In voorbeeld (1) is deze algemene regel niet goed toegepast bij de spelling van de afleiding ‘sub effecten’ en de samenstelling ‘ademhalings veranderingen’, omdat er tussen de delen van het complexe woord ten onrechte een spatie staat. Correct is (1a):
(1a) Subeffecten hiervan zijn bijvoorbeeld toenemende hartslag, lichaamsbeweging en bloeddruk, ademhalingsveranderingen en hartritmestoornissen.
De rol van het koppelteken
(2) Er wordt bijvoorbeeld gebruik gemaakt van de 21e eeuwse vaardigheid computational thinking.
(3) Voor aanvang van het eerste gesprek worden bij de experimentele- en controlegroep de mate van ToM, sociometrische status en mondelinge communicatieve competentie gemeten.
Naast de algemene regels zijn er veel specifieke regels voor de spelling van samenstellingen. Daarbij speelt het koppelteken dikwijls een rol. Een voorbeeld is de regel dat het koppelteken gebruikt wordt bij combinaties met een getal. In voorbeeld (2) is die regel niet goed opgevolgd. Correct is (2a):
(2a) Er wordt bijvoorbeeld gebruik gemaakt van de 21e-eeuwse vaardigheid computational thinking.
Het koppelteken wordt ook gebruikt als samenstellingen of afleidingen onderdeel zijn van een samentrekking. Als je ‘voordelen en nadelen’ wilt samentrekken, geef je met het koppelteken aan dat je onderdelen weglaat van een complex woord: je schrijft ‘voor- en nadelen’. In voorbeeld (3) gaat dat fout. Het koppelteken achter ‘experimentele’ suggereert dat ‘experimentele groep’ één woord zou zijn (‘experimentelegroep’), maar dat is niet zo. Correct is dus (3a):
(3a) Voor aanvang van het eerste gesprek worden bij de experimentele en de controlegroep de mate van ToM, sociometrische status en mondelinge communicatieve competentie gemeten.

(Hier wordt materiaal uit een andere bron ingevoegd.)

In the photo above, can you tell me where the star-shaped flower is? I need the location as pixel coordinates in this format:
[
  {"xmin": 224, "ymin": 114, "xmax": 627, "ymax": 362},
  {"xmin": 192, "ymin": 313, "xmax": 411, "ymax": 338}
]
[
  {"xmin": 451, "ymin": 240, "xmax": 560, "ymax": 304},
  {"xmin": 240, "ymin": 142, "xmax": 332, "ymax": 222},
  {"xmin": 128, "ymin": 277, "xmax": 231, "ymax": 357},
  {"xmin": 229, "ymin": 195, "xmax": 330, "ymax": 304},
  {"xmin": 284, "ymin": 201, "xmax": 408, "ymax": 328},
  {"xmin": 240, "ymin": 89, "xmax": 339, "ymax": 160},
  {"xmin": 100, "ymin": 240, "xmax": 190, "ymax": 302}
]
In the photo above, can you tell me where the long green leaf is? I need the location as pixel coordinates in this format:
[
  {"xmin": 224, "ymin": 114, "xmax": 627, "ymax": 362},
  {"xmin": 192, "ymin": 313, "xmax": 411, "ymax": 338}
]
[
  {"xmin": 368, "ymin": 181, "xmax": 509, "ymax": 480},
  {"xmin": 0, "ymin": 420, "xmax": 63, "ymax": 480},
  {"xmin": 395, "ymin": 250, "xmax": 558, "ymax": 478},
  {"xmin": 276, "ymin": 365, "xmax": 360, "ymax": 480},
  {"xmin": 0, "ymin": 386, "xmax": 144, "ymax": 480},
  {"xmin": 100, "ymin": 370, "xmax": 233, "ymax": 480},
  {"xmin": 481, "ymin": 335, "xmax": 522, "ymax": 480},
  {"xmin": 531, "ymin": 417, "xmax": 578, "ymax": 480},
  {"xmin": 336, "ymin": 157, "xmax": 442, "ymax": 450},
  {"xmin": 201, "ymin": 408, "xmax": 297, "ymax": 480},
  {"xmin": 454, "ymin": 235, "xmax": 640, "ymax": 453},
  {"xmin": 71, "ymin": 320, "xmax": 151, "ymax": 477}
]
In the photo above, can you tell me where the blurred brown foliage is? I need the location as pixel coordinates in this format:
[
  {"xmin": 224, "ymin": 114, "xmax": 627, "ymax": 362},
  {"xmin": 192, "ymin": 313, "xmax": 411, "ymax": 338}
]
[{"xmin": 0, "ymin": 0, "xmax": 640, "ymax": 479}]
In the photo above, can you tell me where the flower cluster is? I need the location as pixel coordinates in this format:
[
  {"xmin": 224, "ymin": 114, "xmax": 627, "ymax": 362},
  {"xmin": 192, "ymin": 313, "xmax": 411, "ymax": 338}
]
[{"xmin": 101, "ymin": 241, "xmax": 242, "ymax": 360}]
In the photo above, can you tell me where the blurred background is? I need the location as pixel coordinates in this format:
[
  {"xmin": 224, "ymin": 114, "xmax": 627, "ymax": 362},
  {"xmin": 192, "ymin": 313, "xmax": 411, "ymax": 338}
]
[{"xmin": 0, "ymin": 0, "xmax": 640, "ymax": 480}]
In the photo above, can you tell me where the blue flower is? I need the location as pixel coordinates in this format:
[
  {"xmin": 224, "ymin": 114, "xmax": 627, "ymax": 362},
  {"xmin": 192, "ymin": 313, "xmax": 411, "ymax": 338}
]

‘controlegroep’ is uiteraard wel een samenstelling, dus als de schrijver voor een andere volgorde had gekozen zou het koppelteken wel terecht zijn geweest, zoals (3b) laat zien:
(3b) Voor aanvang van het eerste gesprek worden bij de controle- en experimentele groep de mate van ToM, sociometrische status en mondelinge communicatieve competentie gemeten.
Naast de algemene regel zijn er heel veel specifieke regels en regeltjes over het aaneenschrijven van samenstellingen en afleidingen. Als je twijfelt over de juiste spelling van een complex woord is het een goed idee om even het woordenboek te raadplegen. Aan het Taalloket van het Genootschap Onze Taal vind je verder heldere uitleg over de belangrijkste spellingregels.